Information security surrounding the draft has long been a weakness for Dallas. The most infamous instances of them revealing details about their process were the boards deciphered here at BTB in 2013 and again in 2016. While those kinds of manual boards may no longer exist as the team has moved things to digital formats, those two instances were seen as a bit of a coup because that kind of information was much more closely guarded by other teams. Likewise, the kind of casual revelation Jones just made is not the league norm by any means. Now they may be setting up a vulnerability. The two most likely targets for them would seem to be OGs Kenyon Green of Texas A&M (already reported as one of their 30 pre-draft visits) and Boston College’s Zion Johnson. They also would probably be thrilled to get Ikem Ekwonu from North Carolina State, but most predictions have him gone long before the Cowboys go on the clock at 24.

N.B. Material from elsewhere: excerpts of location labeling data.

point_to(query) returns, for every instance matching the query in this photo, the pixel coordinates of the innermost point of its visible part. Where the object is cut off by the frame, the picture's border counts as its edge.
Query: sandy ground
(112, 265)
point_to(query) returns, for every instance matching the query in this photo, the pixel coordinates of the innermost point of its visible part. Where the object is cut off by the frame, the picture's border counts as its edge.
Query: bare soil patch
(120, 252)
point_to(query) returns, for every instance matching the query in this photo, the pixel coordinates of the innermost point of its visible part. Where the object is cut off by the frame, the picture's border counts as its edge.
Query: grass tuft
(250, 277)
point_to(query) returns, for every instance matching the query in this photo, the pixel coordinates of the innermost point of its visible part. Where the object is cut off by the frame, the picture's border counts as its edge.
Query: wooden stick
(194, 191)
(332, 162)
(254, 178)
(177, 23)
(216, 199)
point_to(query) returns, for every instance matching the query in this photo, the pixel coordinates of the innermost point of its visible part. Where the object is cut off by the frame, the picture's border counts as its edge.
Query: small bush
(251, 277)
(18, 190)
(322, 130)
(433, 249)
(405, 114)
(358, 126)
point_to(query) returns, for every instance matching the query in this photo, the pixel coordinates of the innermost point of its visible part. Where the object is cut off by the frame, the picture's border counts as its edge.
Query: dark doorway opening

Putting this out in the media could be a problem for Dallas. If there is another guard-hungry team a few spots behind them in the order, that competitor could be willing to trade up and take one of the coveted players from them. It also could tip the scales for a team like the Green Bay Packers that currently hold picks 22 and 28, bracketing the Cowboys. They are not seen as having a great need for a guard, fortunately, but it still illustrates the disadvantages of Dallas having such a loquacious owner. One case where another team made what was believed to be a move to get ahead of the Cowboys, albeit in the second round, was 2018, when the Cowboys’ beloved rival the Philadelphia Eagles traded to get just in front of Dallas to take Dallas Goedert. Most of the Cowboys’ fan base do not think they were really interested in a tight end at that point, and they went on to take Dalton Schultz in the fourth round for what turned out to be a future starter as a much more cost effective pick. It still shows how what another team believes about intentions can drive moves.
Now Jones is at it again. Hopefully it will not cost them in the draft, but knowledge is power. Giving this kind of information gains nothing and can wind up costing a player they need. It is just par for the course at the Star, unfortunately.